Bertelli, who came on board with his parents’ business in 2017, has big plans for Prada. The current list includes a possible move into resale, making profitability and sustainability align, and meeting a broader consumer base with a new emphasis on open dialogue, led by Prada’s new co-creative team of Miuccia Prada and Raf Simons
“The strategy is to be ready to take the business [forward] when everybody comes back to normalise because we can see as soon as they open, they are hungry to spend their money,” Bertelli says, speaking to Vogue Business from his Milan home via Zoom.
Sustainability is core to his agenda — and sustainability, he believes, does not require a sacrifice of profitability. He is credited with pushing through a plan to phase out nylon by the end of this year in favour of recycled nylon. “I think Re-Nylon is the proof we can do something sustainable nnnfor our planet and make it relevant in terms of revenue,” he says. “The biggest message today is the business can be profitable and sustainable.”n
Upcycled by Miu Miu, a collection of vintage dresses reworked and transformed by Miu Miu, has been another success that will continue. Bertelli has also been working on a resale offering at Prada for over a year and a half, likely to be directly owned by the company. “You will see something relevant from us in the future,” he says. “It took us a lot to work on something that could work that’s not just a marketing message, something that’s relevant.”
In December, sales at Prada returned to pre-pandemic levels, ahead of the broader market. Despite enforced store closures, Prada Group is expected to report a profit of €10 million on €2.4 billion of revenues when its annual results are released this week, according to analyst estimates.
That performance has been boasted by a medley of strategic initiatives. They include a drive to reduce wholesale and to cut back on markdowns plus a focus on reaching local customers with a mix of newer sustainable products like Re-Edition bags. There’s also been the launch of a high-profile new era of co-creative direction supported by Lorenzo’s marketing acumen.
Foremost in the list of priorities of late for the young heir has been responding to the pandemic with a new digital fashion show format. That included influencer viewing parties and post-show conversations with Mrs Prada and Simons talking frankly with students and creative industry figures such as Marc Jacobs, filmmaker Lee Daniels and DJ Richie Hawtin aka Plastikman.
This empathetic response to the cultural mood has been noted by brand experts. “The brand is coming into its own again,” says Rebecca Robins, chief learning and culture officer at Interbrand. “Prada has been the maker of a series of moves that are deeply in tune with the context in which we are living, which we see reflected in the brand strength………………………………………….
Analysts were also impressed by Prada’s focus on local customers across Western Europe and in China in 2020. Bertelli notes the high costs of marketing in China but applauds the “open-minded” attitude of Chinese consumers. In Western Europe, he adds, “the consumer is somehow more opinionated on what they want.” Among successes in Europe have been pop-up stores and new products like the Re-Edition bags.

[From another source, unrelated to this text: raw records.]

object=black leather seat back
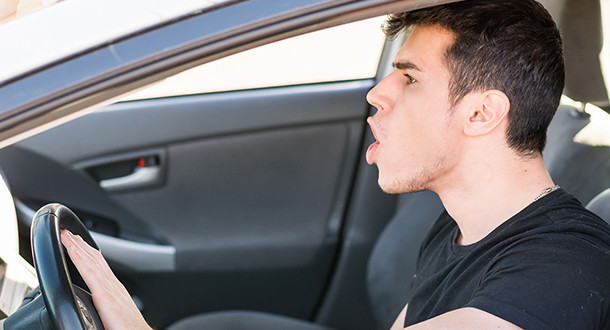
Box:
[544,104,610,205]
[586,188,610,224]
[365,190,443,329]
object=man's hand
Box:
[61,230,152,330]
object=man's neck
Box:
[434,152,554,246]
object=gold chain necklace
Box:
[532,185,560,203]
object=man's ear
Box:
[463,90,510,137]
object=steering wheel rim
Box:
[31,203,104,329]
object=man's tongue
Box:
[366,141,380,165]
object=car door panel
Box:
[0,146,164,243]
[0,80,372,327]
[127,122,359,271]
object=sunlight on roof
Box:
[0,0,59,25]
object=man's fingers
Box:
[60,231,113,286]
[60,230,151,329]
[61,230,97,257]
[61,230,88,266]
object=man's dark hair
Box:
[384,0,564,155]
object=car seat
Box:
[586,188,610,223]
[544,102,610,205]
[540,0,610,205]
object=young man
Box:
[62,0,610,329]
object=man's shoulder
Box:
[473,194,610,329]
[501,189,610,247]
[409,191,610,329]
[490,191,610,276]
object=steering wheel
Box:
[30,203,104,329]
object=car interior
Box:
[166,0,610,328]
[0,0,609,329]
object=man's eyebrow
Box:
[393,61,422,71]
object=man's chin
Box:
[378,179,422,194]
[378,174,397,194]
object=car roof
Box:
[0,0,231,85]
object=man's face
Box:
[366,25,462,194]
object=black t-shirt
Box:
[404,189,610,329]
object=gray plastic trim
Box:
[90,232,175,272]
[14,200,175,272]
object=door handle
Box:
[75,150,165,192]
[99,165,161,192]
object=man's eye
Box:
[404,73,416,85]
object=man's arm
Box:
[61,231,152,330]
[394,306,521,330]
[390,304,408,330]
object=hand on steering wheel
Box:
[30,203,150,330]
[30,203,104,329]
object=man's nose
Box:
[366,78,382,104]
[366,73,393,112]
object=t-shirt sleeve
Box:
[466,234,610,330]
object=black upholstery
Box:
[560,0,608,105]
[365,191,443,329]
[539,0,608,106]
[544,104,610,205]
[586,188,610,224]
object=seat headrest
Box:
[539,0,609,106]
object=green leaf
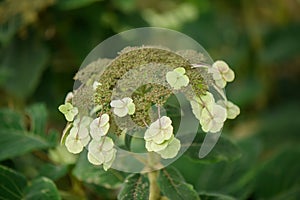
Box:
[0,165,27,200]
[39,164,68,181]
[253,148,300,199]
[173,138,262,199]
[23,177,60,200]
[56,0,102,10]
[199,192,236,200]
[0,108,24,130]
[0,105,56,161]
[0,165,60,200]
[73,151,126,189]
[185,134,241,163]
[26,104,48,137]
[158,166,200,200]
[0,130,49,161]
[26,104,58,147]
[118,173,149,200]
[0,36,49,99]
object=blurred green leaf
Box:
[0,104,57,161]
[158,166,200,200]
[253,148,300,199]
[0,165,27,199]
[73,151,126,189]
[0,36,49,99]
[56,0,102,10]
[0,129,49,161]
[260,24,300,64]
[0,165,60,200]
[39,163,68,181]
[118,173,149,200]
[199,192,236,200]
[185,134,241,163]
[174,137,262,199]
[23,177,60,200]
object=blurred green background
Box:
[0,0,300,199]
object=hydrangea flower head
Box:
[166,67,189,90]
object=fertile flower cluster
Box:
[144,116,181,159]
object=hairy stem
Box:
[148,170,161,200]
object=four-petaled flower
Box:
[58,103,79,122]
[65,123,91,154]
[144,116,181,159]
[166,67,189,90]
[190,92,215,121]
[87,137,117,171]
[200,104,227,133]
[217,100,240,119]
[89,114,110,140]
[110,97,135,117]
[208,60,235,88]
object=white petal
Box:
[64,92,74,103]
[145,140,154,151]
[127,103,135,115]
[215,79,226,88]
[80,135,90,146]
[150,140,169,151]
[190,100,202,120]
[113,107,128,117]
[122,97,133,104]
[88,152,104,165]
[65,134,83,154]
[214,60,229,73]
[226,101,240,119]
[209,121,224,133]
[102,137,114,151]
[158,137,181,159]
[100,114,110,126]
[174,67,186,74]
[103,149,117,171]
[110,99,125,108]
[223,69,235,82]
[213,104,227,123]
[159,116,172,129]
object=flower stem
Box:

He’s betting gender-neutral wearables are back in — an American Express collaboration with architect Rem Koolhaas and artist Kehinde Wiley for a contactless bracelet is planned for later this year.
Bertelli has shown a willingness to experiment with digital, given the surprise launch of the Car Shoe brand on Amazon’s Luxury Stores. The luxury sector has been wary of this initiative, citing Amazon’s lack of luxury experience and the threat from counterfeits — and even alleging the platform might use brands’ data to make similar products priced cheaper. Bertelli explains that Car Shoes, which sells driving footwear for around €360, has no US store presence.
The test with Amazon’s Luxury Stores, which is unlikely to be extended to other Prada Group brands, was simply viewed as a “good opportunity”. Elsewhere, digital marketing is the focus. “We try to be more relevant with more digital content in the second half of the year when we expect the market will be more stable.”
Lorenzo Bertelli represents the future of Prada Group. Just 20 per cent of Prada S.p.A. shares are listed, with the remaining 80 per cent held by family holding company Prada Holding S.p.A. — here is plenty at stake for the elder son (his brother, Giulio, is a year younger).
“For me it’s just the beginning,” he says, looking ahead to the next few years. “It’s not just about the marketing but the whole (culture) and really being able to express this period… of our group to our consumer. And then at the end you want to do better in terms of revenue.”
He’s not phased by any of the challenges ahead. “I’m a very competitive person,” he says, noting the pressures from competition in the luxury industry. “I think it’s what makes things exciting.”